LOCAL

Cheadle flouts status as 'Trump's African-American' with posts on NFL protest

Gregory Cheadle, right, was singled out by Donald Trump during his visit to Redding in June 2016 as "my African-American over there."

Gregory Cheadle wasn’t expecting a fan base.

But when then-candidate Donald Trump dubbed him “my African-American” at a 2016 rally in Redding — christening Cheadle as living proof that Trump’s views on race were sound, to some fellow supporters — he got one.

“It’s funny to see these people who love me,” Cheadle, of Happy Valley, said in an interview with the Record Searchlight on Friday.

Then Cheadle started a series of Facebook posts supporting the NFL players who have taken a knee during the national anthem. And the comments started.  

“We liked you before this.”

“What happened to you?”

The answer: Nothing.

“I’ve been this way forever,” Cheadle said. “I lived through segregation. I remember segregation well.”

That’s why it’s odd, Cheadle said, how some people feel about him now that he’s expressed a view he held all along: that America has systemic racial issues, and players aren't disrespecting the country by peacefully protesting them. 

“I wasn’t their boy,” he said. “And I’m not their boy.
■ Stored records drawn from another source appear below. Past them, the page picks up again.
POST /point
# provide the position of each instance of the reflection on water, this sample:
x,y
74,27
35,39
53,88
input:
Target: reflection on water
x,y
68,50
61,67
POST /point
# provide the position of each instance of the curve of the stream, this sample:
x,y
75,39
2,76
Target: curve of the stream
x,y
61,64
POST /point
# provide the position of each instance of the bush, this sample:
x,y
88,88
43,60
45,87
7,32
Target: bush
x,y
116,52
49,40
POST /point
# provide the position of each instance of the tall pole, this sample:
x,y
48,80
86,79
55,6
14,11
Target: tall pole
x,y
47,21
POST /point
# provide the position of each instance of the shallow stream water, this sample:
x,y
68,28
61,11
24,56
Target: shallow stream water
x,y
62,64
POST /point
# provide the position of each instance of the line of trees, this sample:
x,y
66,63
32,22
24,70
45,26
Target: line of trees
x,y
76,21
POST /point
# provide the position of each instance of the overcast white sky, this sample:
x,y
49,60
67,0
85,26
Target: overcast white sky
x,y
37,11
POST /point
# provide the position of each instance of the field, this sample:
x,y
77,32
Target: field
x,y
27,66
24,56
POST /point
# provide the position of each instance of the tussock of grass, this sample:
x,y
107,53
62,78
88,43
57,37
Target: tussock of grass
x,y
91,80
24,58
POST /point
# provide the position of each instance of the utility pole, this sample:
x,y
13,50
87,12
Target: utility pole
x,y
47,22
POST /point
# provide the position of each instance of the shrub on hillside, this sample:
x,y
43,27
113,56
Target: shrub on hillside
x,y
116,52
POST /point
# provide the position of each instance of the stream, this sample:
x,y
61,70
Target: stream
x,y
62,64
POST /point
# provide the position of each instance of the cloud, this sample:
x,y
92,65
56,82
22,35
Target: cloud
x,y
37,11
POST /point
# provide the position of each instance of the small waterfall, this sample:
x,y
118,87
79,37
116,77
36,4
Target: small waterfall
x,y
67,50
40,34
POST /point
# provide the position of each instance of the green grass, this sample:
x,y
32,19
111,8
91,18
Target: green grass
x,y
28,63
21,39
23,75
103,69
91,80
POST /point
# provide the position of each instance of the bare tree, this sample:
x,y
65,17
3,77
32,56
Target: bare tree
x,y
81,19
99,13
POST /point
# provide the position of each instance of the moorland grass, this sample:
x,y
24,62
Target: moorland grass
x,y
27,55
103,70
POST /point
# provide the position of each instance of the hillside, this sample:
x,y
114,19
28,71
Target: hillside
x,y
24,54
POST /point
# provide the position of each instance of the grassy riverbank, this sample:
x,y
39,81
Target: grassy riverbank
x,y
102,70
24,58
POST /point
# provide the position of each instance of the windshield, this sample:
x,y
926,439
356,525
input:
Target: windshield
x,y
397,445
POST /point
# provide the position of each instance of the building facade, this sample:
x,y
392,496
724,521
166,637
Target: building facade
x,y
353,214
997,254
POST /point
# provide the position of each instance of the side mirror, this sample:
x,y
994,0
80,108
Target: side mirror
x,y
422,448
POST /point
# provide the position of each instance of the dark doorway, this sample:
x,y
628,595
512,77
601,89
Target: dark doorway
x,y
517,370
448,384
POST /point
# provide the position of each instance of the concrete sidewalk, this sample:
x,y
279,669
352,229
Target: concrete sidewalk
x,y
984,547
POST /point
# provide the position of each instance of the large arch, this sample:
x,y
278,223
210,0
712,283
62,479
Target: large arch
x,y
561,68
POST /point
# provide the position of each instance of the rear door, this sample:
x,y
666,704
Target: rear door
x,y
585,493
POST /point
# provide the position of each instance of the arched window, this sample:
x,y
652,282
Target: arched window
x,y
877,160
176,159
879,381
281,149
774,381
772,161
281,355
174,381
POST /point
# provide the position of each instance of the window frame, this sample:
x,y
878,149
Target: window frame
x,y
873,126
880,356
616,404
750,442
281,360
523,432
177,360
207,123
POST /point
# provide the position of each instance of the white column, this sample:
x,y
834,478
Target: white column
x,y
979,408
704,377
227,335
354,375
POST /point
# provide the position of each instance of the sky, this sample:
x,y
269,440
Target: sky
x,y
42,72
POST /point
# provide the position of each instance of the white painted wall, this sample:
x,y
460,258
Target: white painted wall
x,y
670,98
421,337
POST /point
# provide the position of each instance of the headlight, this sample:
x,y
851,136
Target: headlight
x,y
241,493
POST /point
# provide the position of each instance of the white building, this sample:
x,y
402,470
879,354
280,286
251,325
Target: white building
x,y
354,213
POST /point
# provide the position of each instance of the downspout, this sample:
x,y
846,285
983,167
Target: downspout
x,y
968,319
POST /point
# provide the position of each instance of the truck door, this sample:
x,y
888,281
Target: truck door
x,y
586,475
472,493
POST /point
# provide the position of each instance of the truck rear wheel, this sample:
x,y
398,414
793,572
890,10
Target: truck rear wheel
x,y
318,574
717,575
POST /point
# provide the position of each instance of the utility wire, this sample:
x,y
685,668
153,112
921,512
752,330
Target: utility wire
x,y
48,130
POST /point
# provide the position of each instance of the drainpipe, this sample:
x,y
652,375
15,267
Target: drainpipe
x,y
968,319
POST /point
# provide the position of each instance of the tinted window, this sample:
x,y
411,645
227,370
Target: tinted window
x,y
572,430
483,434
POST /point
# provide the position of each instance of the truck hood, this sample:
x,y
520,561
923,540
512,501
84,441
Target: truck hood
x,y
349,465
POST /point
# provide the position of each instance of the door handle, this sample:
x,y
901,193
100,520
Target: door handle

I’m an independent person.”

It's disappointing so many people wouldn't even entertain his point of view, Cheadle said.

“Just say (racial injustice) exists. They don't even want to do that," he said. "They would much rather argue that this is disrespectful." 

But Cheadle — who’s running for Congress — said the posts have gotten him some supporters, too.

And now that they’ve started, Cheadle says there’s no way around it: an issue he always avoided in the past — race — is going to be a central component of his latest run for office.

“The ship has sailed," he said. "Race is a conversation we need to have. Because if we don’t, we’re just going to keep on having this hatred smoldering. And it’s not healthy.”

It isn’t the first time he’s run. And Cheadle knows talking about race probably isn't the ticket to success in the largely white and conservative 1st congressional district.

But, “I don’t care about the votes,” he said. “I just care about justice, and attacking injustice.”

Cheadle said he’s seen plenty of it.

While he's a self-described “nerdy Negro,” Cheadle — appropriately dressed for the moniker in glasses and a collared shirt layered under an argyle sweater — said he knows what it's like to be followed by law enforcement officers for no apparent reason.

“I don’t deny it,” he said of his nickname. “I live up to it. Other people deny it.”

Cheadle stared into the distance, fingers laced, as he chose his words to describe people with racist views.

"They don't want someone who's been judged as inferior for millennia to take their place," he said.

Then he laughed.

Cheadle uses that kind of lighthearted humor to relate to people over race discussions, something that's difficult — but not impossible — on Facebook, he said. 

"I could have that victim mindset. But I like to have fun. That's what got me in trouble with Trump," he said of the "infamous" national news coverage that stemmed from Trump's comment to him.

He still supports Trump on most issues, but Cheadle said he's disappointed in him when it comes to race — especially because of the way he responded to white supremacists' appearance in Charlottesville, Virginia. 

"I criticized Obama, and I'm criticizing Trump," he said. "Trump had a golden opportunity to unite the country, and he's dividing it instead." 

That’s why Cheadle’s Facebook series, as he calls it, will go on.

“I realized there was far more to this based on how people responded," he said. "I think I'm reaching them by continuing the posts. ... We're all in this mess together."